Zusammenfassung
Der Einfluß des Blutgerinnungssystems auf die Kapillarpermeabilität wurde am lebenden
Rattenmesenterium kapillarmikroskopisch durch Fluorochromierung der Plasmaproteine
untersucht. Es fand sich regelmäßig eine Steigerung der Gefäßpermeabilität, wenn die
Blutgerinnbarkeit vermindert wurde. Im einzelnen wurden folgende pathogenetisch verschiedenartigen
Gerinnungsstörungen experimentell erzeugt: eine akute Thrombozytopenie durch Antiplättchenserum
im Vergleich mit einer durch ein Antigeiäßserum hervorgerufenen Blutungsneigung, schwere
Koagulopathien nach intravenöser Zufuhr von Thrombin, Trypsin, Neodymsulfoisonikotinat
oder Heparin. In allen Versuchsgruppen entsprach die Steigerung der Kapillarpermeabilität
etwa der Schwere der Gerinnungsstörung. Eine vorübergehende Thrombozytopenie, die
für ca. 30 Min. nach Thrombin- und Trypsininfusion auftrat, hatte keinen sicheren
zusätzlichen Einfluß auf die Gefäßdurchlässigkeit.

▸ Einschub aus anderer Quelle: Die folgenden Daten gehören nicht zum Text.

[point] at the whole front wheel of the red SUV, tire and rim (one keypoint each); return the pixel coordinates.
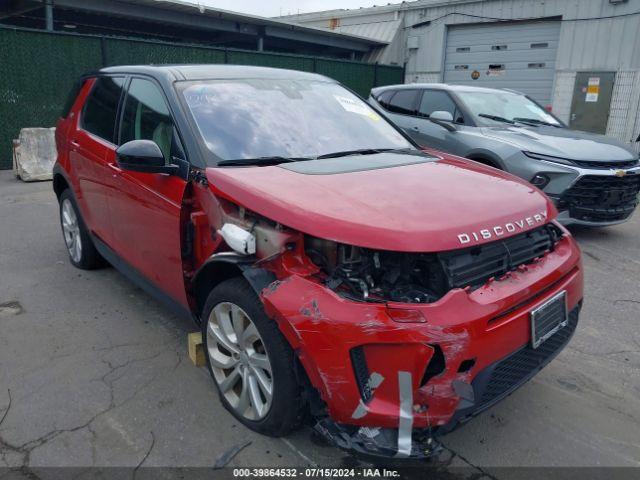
(239, 369)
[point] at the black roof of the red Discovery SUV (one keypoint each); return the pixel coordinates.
(213, 71)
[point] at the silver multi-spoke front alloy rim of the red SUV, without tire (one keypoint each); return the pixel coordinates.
(239, 361)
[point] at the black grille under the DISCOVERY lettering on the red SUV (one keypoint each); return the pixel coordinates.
(473, 267)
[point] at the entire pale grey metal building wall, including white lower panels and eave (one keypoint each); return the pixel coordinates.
(598, 44)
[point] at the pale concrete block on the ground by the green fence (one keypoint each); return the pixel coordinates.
(34, 154)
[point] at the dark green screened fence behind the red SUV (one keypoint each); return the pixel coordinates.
(37, 70)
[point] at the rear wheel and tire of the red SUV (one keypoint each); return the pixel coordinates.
(80, 247)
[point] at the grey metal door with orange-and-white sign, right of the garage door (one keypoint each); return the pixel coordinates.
(591, 101)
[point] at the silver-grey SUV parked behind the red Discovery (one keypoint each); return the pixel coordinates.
(593, 179)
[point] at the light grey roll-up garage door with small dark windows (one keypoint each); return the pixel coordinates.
(518, 55)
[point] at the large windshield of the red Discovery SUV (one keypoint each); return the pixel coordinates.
(256, 118)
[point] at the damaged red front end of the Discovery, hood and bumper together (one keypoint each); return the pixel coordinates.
(445, 349)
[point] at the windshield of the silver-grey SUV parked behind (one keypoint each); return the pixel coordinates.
(504, 106)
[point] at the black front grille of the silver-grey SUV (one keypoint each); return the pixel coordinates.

Die immunologisch bedingte Thrombozytopenie
führte jedoch zu einer schnellen und starken Permeabilitätssteigerung, die nicht immer
mit den Zeichen der gesteigerten Gefäßfragilität parallel ging.
Als gerinnungsphysiologische Erklärung für die nachgewiesenen Zusammenhänge zwischen
Blutgerinnung und Gefäßpermeabilität wird eine kontinuierlich intravasal ablaufende
modifizierte Blutgerinnung angenommen, die über die endokapilläre plasmatische Grenzschicht
die Permeabilität der Gefäßwand beeinflußt. Eine Störung des dynamischen Gerinnungsgleichgewichts
im Sinne einer herabgesetzten Gerinnbarkeit verursacht eine Steigerung der Gefäßpermeabilität.
Die Einzeldaten der Untersuchungsbefunde können vom Verfasser angefordert werden.